Caucus curs in full yell, or a war whoop, to saddle on the people, a pappoose president / J[ames] Akin, Aquafortis

A critical commentary on the press's treatment of Andrew Jackson, and on the practice of nominating candidates by caucus during the presidential race of 1824 with James Akin's cartoon pointedly attacks Republican nominee William Crawford and his powerful supporter Martin Van Buren. Jackson, in military uniform, stands amid a pack of snarling dogs labeled with the names of various critical newspapers. He rests his right hand upon a sword inscribed "Veni Vidi Vici." One dog, named "Richmond Whig," is whipped by a nude black boy who says, "Mas Andra I earry say dis eah jew dog blongst to Tunis, bark loud, somebody tief way ee paper & show um one ghose, wite like Clay; dat mak um feard. Name o' God! nobody gwine feard now for Crawfud ghose! look pon dat sleepy dog; jumbee da ride um, can't bark no mo for Crawfud." In the lower left corner a dog named "Democratic Press" is ridden by a skeletal Death figure holding aloft a tract with the words "Immortal memory Revd. James Quigley basely sacrificed conscience Avaunt!" On the dog's side appear the words, "Good sprite, In mercy lash me with a dry corn stalk; I'm so jaded by stable swooning smoke house steams & Hog Cellar sweats!" A five-headed dog named "Hartford Convention" also appears at lower left. In the left background, before a building marked "Uncle Sam's Treasury Pap House / Amalgamation-Tool Department," Treasury Secretary William Crawford offers a bowl of dollars to a befeathered woman, saying "Here's a bowl full of solid pappose [sic] meat. that's a good Girl better marry our wild, Indians than Foreigners good or bad." She says, "O! stuff your mouth you brat!
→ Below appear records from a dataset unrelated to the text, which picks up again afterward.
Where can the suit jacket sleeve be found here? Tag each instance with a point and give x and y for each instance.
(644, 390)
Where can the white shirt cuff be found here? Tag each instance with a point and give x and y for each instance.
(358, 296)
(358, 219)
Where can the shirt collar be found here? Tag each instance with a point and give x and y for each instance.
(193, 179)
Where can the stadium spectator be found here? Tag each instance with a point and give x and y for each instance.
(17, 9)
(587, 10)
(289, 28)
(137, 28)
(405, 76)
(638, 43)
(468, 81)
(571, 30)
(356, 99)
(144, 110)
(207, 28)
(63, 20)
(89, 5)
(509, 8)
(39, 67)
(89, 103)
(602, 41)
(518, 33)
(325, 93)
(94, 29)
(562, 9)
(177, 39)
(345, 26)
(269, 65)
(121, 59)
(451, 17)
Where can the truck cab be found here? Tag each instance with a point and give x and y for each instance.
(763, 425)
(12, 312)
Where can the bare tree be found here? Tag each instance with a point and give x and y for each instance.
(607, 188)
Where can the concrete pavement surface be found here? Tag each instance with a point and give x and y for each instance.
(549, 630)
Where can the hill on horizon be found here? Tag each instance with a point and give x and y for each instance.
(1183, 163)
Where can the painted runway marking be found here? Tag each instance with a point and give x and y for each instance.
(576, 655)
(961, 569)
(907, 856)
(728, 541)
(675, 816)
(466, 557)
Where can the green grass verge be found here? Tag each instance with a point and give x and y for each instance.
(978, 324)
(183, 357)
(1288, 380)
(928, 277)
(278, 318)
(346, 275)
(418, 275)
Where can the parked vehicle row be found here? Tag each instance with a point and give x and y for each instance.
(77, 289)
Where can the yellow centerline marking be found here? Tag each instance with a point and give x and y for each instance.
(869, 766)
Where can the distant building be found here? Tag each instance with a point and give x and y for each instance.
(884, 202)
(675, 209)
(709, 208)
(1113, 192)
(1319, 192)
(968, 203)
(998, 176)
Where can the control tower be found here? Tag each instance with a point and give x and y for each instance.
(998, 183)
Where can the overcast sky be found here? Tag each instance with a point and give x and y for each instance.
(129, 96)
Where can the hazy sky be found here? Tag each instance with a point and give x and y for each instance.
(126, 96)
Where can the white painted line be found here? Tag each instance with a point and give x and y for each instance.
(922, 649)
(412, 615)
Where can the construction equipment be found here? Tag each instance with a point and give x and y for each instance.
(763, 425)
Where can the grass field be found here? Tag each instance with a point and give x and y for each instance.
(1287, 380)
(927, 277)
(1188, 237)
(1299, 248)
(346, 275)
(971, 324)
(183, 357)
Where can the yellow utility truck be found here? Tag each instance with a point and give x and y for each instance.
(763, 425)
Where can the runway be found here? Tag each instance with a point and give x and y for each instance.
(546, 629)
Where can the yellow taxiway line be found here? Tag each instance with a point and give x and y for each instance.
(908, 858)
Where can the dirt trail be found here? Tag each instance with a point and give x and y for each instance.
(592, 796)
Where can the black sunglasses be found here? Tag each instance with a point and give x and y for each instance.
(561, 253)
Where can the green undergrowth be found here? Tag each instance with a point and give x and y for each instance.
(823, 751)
Treasury pap is better than rum." An Indian beside her says, "Rum for de baby." Below the image is a text from Shakespeare's Coriolanus: "What would you have, you Curs, that like not peace, nor war? / Who deserves Greatness, deserves your hate; and your affections are a sick man's appetite. / With every minute you do change a mind: and call him noble that was now your hate. / Him vile that was your Garland!"